Finance added to anti-poverty issues

jwise@newsobserver.comApril 14, 2014 

  • Some campaign terminology

    What is Census Tract 10.01?

    The first terrain in Durham’s “neighborhood by neighborhood” anti-poverty campaign is an area of Northeast Central Durham with about 3,400 residents, where the poverty rate, according to the U.S. Census Bureau’s 2008-12 American Community Survey, is 61.4 percent and the median household income is $22,585 a year.

    In Durham County overall, the poverty rate is 18 percent and the median household income is $51,000.

    Within Tract 10.01, the two targeted “block groups” are bounded by the Durham Freeway on the south, Ellis and South Hoover roads and Benjamine Street on the east, Taylor Street on the north and on the west by Alston Avenue, Morning Glory Avenue and South Plum Street.

    What is a census tract?

    Census Tracts are small, relatively permanent statistical subdivisions of a county that are updated by prior to each decennial census, each with a number that generally remains the same from one census to another. For example, the area north of the Little River is Durham County, N.C. Census Tract 21.

    The primary purpose of census tracts is to provide a stable set of geographic units for the presentation of statistical data, so that data may be readily compared over time. However, tracts are sometimes divided as their populations grow. When ahappens, a tract number gets a two-digit suffix: for example, the Durham tract that was originally number 10 is now split into 10.01 and 10.02. In cases of population decline, tracts may be merged.

    Census tracts generally have a population size between 1,200 and 8,000 people, with an optimum size of 4,000 people, and usually covers a contiguous area; however, the spatial size of census tracts varies widely depending on their population densities. density of settlement.

    Census tract boundaries generally follow visible and identifiable features such as roads and rivers. State and county boundaries always are census tract boundaries in the standard census geography.

    What is a census block group?

    Block Groups are statistical divisions of census tracts, generally defined to contain between 600 and 3,000 people, and are used to present data. A block group consists of clusters of blocks within the same census tract that have the same first digit of their four-digit census block number. For example, blocks 3001, 3002, 3003, . . ., 3999 in census tract 1210.02 belong to Block Group 3 in that census tract.

    A Block Group usually covers a contiguous area. Each census tract contains at least one Block Group. Durham Census Tract 10.01 has three block groups.

— Mayor Bill Bell has added a new front to his war on Durham poverty: finance.

“It would be helpful for people to know how to manage their money,” he said. “How to make decisions ... whether they have savings programs, those kinds of things.”

Bell has also pared down the campaign’s initial target: from all of Census Tract 10.01, an area of Northeast Central Durham that about 3,400 people call home, to two “block groups” of extreme poverty within the tract.

The switch came after Bell and city analysts found that the other census block in 10.01 was too well-off to qualify as a “distressed urban area” under the criteria Durham has adopted from a UNC study of urban poverty in the state (

For the “neighborhood by neighborhood” anti-poverty campaign, Bell had previously named five points of attack: education, health, housing, jobs and public safety.
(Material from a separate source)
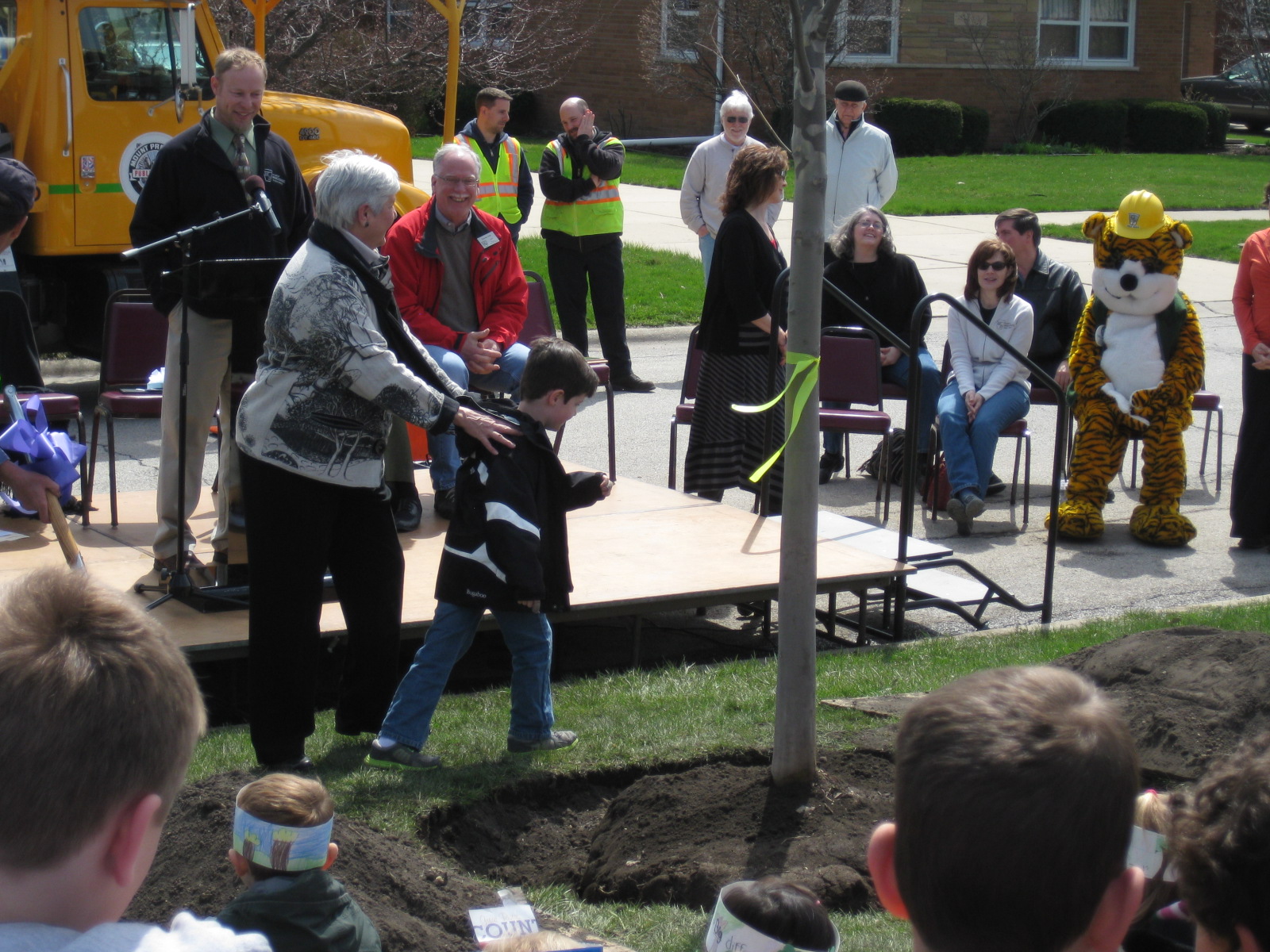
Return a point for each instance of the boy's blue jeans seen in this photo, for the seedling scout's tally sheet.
(899, 374)
(527, 636)
(969, 447)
He invited volunteers at a March orientation to enlist in one or more task forces on them.

About 45 signed up on the spot, more joined later and some, Bell said, suggested adding finance and volunteered to work on it. Among those are Glyndola Massenburg-Beasley, president of the Durham Regional Financial Center counseling service, and Carl Rist, director of a financial literacy fund at the Corporation for Enterprise Development.

The campaign doesn’t yet have data on residents’ financial habits in Tract 10.01, said John Killeen of the city’s Neighborhood Improvement Services department, and doesn’t yet have specific goals or benchmarks to tell whether city efforts improve them.

Exactly what the finance committee is going to do, Bell is leaving up to the co-chairmen he drafted: City Councilman Steve Schewel and Durham County Commissioner Fred Foster.

“I’ve got a couple of ideas,” Foster said last week. One is “legislation or at least something” to close the gap between women’s and men’s wages.

Women, Foster said, citing figures from state Rep. Larry Hall (also see, make up 47 percent of the statewide work force, but earn just 82 cents for every dollar a man is paid for comparable work.

“You can close that gap and put more money into the family which ... takes your taxes down, takes my taxes down and they’re not dependent on food stamps, Medicaid, AFDC and on and on and on,” Foster said.

He’s also interested in raising minimum wages.

“Going from $7.50 to $10.10 an hour will reduce the amount of people on food stamps,” he said.

In May, the city’s Neighborhood Improvement Services is starting a series of “community listening sessions,” where city employees stay in the background, residents are encouraged to speak their minds and task-force members are invited but not allowed to say anything.

“We want to reach out to people who don't come to meetings,” said County Commissioner Wendy Jacobs, who is leading the task force on jobs with City Councilwoman Diane Catotti.

“Our approach has to be as grassroots as possible,” Jacobs said. “We're going to really need to know people in the community.”